Tra i tanti, voglio citare qui "Noir", "Black Lagoon", "Phantom: Requiem for the Phantom" e appunto "Jormungand". Questi anime sono molto simili tra loro: ci sono gruppi di combattenti organizzati, ambientazioni paramilitari, armi, violenza, protagonisti discutibili e/o dal passato oscuro.

N.B. Questa recensione considera "Jormungand" e "Jormungand: Perfect Order" come un'unica serie, e il voto è condiviso.
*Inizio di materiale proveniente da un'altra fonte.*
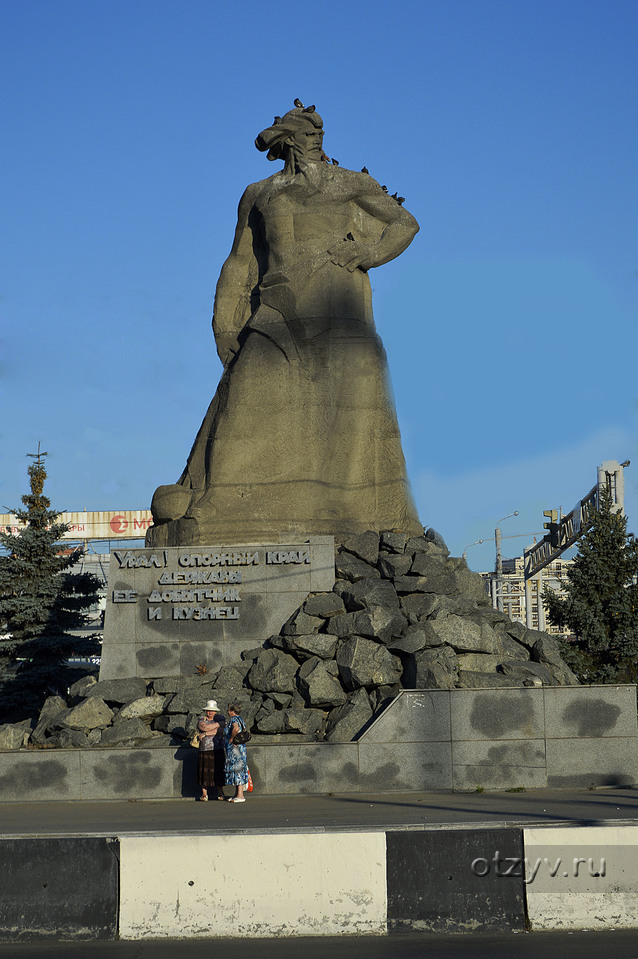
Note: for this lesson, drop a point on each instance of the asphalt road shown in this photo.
(535, 945)
(320, 813)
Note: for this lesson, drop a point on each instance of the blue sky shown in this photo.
(510, 323)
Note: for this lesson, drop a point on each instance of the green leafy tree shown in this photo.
(41, 603)
(600, 605)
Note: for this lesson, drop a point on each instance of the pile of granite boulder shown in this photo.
(402, 614)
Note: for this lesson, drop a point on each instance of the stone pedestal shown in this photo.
(169, 610)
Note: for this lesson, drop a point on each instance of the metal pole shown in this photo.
(541, 608)
(499, 570)
(528, 603)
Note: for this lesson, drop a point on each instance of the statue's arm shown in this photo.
(399, 231)
(238, 277)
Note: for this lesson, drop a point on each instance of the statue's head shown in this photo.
(299, 130)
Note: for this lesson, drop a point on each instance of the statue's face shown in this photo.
(308, 143)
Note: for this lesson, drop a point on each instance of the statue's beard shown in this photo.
(298, 161)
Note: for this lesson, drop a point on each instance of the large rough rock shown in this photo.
(347, 721)
(118, 691)
(148, 707)
(92, 713)
(15, 735)
(363, 662)
(319, 687)
(402, 613)
(273, 672)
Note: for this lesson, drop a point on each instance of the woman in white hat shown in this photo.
(210, 759)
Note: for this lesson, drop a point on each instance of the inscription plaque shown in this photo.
(170, 609)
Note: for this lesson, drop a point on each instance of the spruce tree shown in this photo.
(601, 602)
(41, 602)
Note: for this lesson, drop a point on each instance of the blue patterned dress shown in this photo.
(236, 760)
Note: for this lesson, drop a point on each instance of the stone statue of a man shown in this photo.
(301, 436)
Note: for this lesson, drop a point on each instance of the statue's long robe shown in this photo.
(301, 436)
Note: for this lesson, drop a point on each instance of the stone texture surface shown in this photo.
(359, 637)
(308, 435)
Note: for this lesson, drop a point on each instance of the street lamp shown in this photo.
(499, 561)
(475, 543)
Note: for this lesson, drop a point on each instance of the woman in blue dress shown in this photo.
(236, 759)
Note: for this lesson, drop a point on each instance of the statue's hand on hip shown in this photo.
(351, 254)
In particolare, in "Jormungand" seguiamo le vicende di un team di personaggi al soldo di una famiglia di trafficanti d'armi, impegnati a competere su un mercato dove gli affari si chiudono con una stretta di mano o con un proiettile in fronte, mentre sullo sfondo si sviluppa un progetto chiamato Jormungand. Il fulcro della narrazione ruota attorno al rapporto tra la ricca Koko Hekmatyar (a capo del gruppo) e la sua giovane guardia del corpo Jonah (un ex bambino soldato), incentrando sui loro dialoghi le spiegazioni e le giustificazioni di un mondo dove il fine ultimo di ottenere la pace non può che passare attraverso il compromesso dei conflitti armati e del sacrificio di molti.
La serie alterna quindi momenti di azione ad altri più riflessivi, col pregio di offrire uno spaccato realistico e mai pretenzioso di una realtà sommersa, che è parte integrante del sistema.
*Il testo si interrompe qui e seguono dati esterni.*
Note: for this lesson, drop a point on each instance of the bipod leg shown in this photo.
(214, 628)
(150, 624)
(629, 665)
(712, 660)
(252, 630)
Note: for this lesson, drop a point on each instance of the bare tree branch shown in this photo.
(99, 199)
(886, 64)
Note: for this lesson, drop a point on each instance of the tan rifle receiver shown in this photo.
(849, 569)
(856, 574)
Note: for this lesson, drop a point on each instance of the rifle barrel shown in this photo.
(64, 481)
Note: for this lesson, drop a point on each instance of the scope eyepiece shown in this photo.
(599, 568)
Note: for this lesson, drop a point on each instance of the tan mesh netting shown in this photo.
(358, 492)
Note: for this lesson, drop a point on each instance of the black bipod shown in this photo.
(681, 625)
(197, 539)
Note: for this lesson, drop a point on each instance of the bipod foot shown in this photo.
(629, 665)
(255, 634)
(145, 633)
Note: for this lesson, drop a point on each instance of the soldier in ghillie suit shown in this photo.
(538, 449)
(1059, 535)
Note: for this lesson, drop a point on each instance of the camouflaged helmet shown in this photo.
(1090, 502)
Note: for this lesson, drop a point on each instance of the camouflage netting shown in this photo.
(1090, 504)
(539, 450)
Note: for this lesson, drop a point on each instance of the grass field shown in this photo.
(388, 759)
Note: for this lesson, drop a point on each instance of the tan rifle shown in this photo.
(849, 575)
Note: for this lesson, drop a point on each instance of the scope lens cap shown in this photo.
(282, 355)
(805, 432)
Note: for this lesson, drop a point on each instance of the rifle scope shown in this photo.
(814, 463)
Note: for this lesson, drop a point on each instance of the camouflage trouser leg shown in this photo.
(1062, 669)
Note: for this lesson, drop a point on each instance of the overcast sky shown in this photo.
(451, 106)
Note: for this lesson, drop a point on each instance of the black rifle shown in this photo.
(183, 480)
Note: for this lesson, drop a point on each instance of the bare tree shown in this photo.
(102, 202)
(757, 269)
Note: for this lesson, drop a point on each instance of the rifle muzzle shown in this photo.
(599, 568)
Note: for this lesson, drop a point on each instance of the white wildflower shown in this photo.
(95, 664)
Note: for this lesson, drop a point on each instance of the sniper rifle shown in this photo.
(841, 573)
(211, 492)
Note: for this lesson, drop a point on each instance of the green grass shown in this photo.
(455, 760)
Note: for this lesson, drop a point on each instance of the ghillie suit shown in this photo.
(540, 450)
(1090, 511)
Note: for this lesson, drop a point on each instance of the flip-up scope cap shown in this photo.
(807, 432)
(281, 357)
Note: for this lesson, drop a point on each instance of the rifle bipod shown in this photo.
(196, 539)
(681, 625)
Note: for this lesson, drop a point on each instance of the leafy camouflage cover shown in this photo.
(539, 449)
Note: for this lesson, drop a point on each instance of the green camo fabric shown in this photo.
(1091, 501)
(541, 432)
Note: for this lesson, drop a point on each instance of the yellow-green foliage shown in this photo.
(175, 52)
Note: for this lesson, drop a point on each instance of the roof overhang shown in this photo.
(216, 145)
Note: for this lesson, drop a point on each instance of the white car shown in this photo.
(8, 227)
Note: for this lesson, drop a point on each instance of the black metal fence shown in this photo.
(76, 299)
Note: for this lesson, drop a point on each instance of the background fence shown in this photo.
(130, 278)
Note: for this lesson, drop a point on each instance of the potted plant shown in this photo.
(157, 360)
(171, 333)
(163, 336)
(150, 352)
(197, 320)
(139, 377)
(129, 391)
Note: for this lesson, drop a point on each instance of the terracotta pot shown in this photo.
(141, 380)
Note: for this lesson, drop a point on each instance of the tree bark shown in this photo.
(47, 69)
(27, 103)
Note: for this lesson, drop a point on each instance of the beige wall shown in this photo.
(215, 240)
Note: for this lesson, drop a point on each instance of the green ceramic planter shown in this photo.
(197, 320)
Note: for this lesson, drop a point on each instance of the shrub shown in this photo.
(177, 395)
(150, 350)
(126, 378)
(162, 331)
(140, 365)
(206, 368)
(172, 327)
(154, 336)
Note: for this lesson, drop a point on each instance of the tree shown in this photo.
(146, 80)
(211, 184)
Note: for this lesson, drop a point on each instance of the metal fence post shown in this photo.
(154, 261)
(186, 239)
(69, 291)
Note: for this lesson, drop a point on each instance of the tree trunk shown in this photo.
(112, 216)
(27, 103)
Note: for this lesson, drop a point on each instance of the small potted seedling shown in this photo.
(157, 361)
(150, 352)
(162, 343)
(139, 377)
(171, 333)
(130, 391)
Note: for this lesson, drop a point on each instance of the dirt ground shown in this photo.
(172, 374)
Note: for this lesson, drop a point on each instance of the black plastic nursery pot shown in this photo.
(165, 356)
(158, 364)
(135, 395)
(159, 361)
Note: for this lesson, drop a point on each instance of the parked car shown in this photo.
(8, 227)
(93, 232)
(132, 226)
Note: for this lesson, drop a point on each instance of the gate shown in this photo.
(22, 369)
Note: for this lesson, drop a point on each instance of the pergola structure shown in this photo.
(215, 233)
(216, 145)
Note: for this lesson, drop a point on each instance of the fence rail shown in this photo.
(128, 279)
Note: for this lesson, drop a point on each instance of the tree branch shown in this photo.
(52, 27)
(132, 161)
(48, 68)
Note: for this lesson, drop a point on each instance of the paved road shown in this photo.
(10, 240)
I difetti però sono molti, a cominciare dai personaggi di contorno, che, per quanto a volte ben caratterizzati, spesso fungono da macchiette, sforando in una comicità che vorrebbe stemperare i toni, mentre risulta del tutto fuori luogo. Si tenta probabilmente di emulare una produzione come "Black Lagoon", dove i momenti scanzonati sono nel DNA dei protagonisti, ma in "Jormungand" le risate sono forzate e l'ironia spesso infelice.
La trama è poi costituita da archi di uno o due episodi dalle ambientazioni a volte troppo distanti tra loro. Si alternano senza soluzione di continuità: battaglie campali, inseguimenti e conflitti a fuoco metropolitani, intrecci politico-spionistici, flashback di approfondimento. Questo, anziché rendere la serie longeva, la appesantisce, e alla lunga può far perdere l'interesse dello spettatore.
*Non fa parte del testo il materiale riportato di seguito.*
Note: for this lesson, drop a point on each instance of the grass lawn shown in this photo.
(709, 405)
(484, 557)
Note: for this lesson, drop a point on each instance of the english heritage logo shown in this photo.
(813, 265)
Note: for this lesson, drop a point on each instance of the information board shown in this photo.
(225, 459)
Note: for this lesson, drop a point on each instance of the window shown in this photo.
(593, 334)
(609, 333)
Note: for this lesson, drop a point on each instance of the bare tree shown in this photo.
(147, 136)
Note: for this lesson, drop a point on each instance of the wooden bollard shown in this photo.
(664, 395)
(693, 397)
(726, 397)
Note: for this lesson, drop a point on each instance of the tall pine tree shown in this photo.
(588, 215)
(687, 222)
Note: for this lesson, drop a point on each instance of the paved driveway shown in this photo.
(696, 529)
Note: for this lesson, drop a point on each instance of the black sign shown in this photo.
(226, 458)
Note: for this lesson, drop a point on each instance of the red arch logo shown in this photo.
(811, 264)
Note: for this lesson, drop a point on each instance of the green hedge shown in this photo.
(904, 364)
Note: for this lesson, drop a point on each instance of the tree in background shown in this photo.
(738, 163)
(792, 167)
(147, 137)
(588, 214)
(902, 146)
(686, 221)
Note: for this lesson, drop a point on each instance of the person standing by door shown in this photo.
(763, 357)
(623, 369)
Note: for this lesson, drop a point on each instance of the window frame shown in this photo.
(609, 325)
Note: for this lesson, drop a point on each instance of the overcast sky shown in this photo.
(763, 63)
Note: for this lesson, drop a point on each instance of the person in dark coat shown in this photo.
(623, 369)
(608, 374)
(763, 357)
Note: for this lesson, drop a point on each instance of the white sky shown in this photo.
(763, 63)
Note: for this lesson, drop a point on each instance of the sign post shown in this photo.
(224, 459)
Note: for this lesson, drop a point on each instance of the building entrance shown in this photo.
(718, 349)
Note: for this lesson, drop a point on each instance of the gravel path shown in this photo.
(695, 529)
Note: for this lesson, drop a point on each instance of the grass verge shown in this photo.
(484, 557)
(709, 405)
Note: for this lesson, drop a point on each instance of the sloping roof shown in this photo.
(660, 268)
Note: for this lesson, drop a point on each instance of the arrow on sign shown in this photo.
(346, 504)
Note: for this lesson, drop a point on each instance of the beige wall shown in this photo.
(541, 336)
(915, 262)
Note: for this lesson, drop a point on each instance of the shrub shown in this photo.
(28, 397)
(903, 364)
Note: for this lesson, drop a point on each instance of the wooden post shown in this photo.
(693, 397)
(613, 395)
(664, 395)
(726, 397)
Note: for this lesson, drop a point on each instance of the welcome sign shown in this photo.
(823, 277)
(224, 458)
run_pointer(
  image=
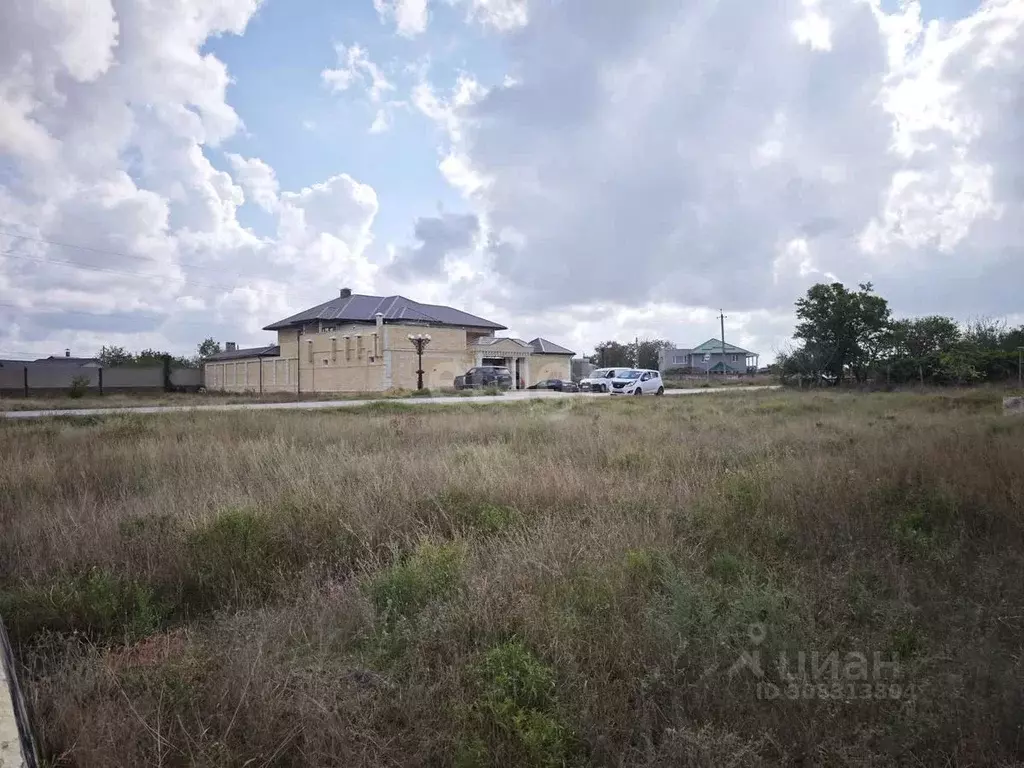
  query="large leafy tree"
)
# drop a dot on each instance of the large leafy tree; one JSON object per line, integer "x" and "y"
{"x": 207, "y": 348}
{"x": 919, "y": 344}
{"x": 612, "y": 354}
{"x": 843, "y": 331}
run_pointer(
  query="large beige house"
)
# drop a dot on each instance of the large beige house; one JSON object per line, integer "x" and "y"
{"x": 356, "y": 343}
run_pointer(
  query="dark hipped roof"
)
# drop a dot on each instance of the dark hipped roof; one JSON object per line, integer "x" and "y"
{"x": 358, "y": 308}
{"x": 543, "y": 346}
{"x": 268, "y": 351}
{"x": 59, "y": 359}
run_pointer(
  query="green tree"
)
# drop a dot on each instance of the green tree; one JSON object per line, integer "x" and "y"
{"x": 919, "y": 343}
{"x": 646, "y": 351}
{"x": 112, "y": 356}
{"x": 842, "y": 330}
{"x": 208, "y": 348}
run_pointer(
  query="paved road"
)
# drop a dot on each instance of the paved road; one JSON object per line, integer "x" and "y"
{"x": 522, "y": 394}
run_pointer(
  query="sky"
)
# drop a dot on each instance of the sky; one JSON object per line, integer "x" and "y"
{"x": 581, "y": 170}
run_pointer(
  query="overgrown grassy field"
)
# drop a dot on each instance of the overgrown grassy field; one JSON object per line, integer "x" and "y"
{"x": 558, "y": 583}
{"x": 92, "y": 399}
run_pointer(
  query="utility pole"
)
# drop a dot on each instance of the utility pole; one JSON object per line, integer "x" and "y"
{"x": 721, "y": 316}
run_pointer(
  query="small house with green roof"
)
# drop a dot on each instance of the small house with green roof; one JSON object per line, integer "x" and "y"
{"x": 709, "y": 356}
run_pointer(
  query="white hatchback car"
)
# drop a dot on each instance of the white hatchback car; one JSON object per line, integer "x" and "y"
{"x": 638, "y": 381}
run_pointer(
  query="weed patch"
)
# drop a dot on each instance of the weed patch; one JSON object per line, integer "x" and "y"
{"x": 514, "y": 719}
{"x": 100, "y": 604}
{"x": 431, "y": 571}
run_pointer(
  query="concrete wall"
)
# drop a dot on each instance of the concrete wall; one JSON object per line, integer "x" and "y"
{"x": 549, "y": 367}
{"x": 279, "y": 375}
{"x": 55, "y": 378}
{"x": 365, "y": 358}
{"x": 445, "y": 357}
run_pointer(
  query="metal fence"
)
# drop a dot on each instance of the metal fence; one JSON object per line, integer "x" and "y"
{"x": 29, "y": 379}
{"x": 17, "y": 745}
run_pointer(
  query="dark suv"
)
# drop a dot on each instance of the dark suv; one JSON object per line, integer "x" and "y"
{"x": 484, "y": 376}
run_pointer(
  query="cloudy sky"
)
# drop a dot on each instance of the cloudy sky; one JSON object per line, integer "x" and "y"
{"x": 574, "y": 169}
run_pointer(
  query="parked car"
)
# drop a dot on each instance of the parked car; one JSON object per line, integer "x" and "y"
{"x": 600, "y": 380}
{"x": 638, "y": 381}
{"x": 484, "y": 376}
{"x": 557, "y": 385}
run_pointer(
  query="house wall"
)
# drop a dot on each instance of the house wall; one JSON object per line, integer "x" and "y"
{"x": 374, "y": 359}
{"x": 445, "y": 356}
{"x": 244, "y": 375}
{"x": 366, "y": 357}
{"x": 549, "y": 367}
{"x": 668, "y": 360}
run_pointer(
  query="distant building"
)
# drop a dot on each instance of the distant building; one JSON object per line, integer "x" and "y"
{"x": 582, "y": 368}
{"x": 360, "y": 343}
{"x": 709, "y": 356}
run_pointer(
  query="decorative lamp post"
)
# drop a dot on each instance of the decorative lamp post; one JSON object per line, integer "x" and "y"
{"x": 420, "y": 341}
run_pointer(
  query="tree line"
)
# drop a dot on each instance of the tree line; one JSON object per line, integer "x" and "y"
{"x": 851, "y": 335}
{"x": 640, "y": 353}
{"x": 114, "y": 356}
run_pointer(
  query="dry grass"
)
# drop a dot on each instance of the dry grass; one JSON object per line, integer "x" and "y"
{"x": 59, "y": 401}
{"x": 547, "y": 583}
La grafica ha un carattere altalenante, con grande cura nel dettaglio delle armi, dei conflitti a fuoco e delle dinamiche fisiche dei personaggi, ma con l'innesto di elementi "deformed" e caricaturali che sono quasi spiazzanti.
La musica c'è, ma non caratterizza mai la narrazione, e personalmente, se non avessi scoperto che esiste la colonna sonora, avrei detto che non ci fosse proprio. La sigla iniziale "Borderland" fa malamente il verso a quella di "Black Lagoon", mentre quella finale "Ambivalentidea" di Nagi Yanagi è invece bella.

Di solito si dice "prendersi troppo sul serio". Nel caso di "Jormungand" è vero l'opposto, manca il coraggio di andare fino in fondo.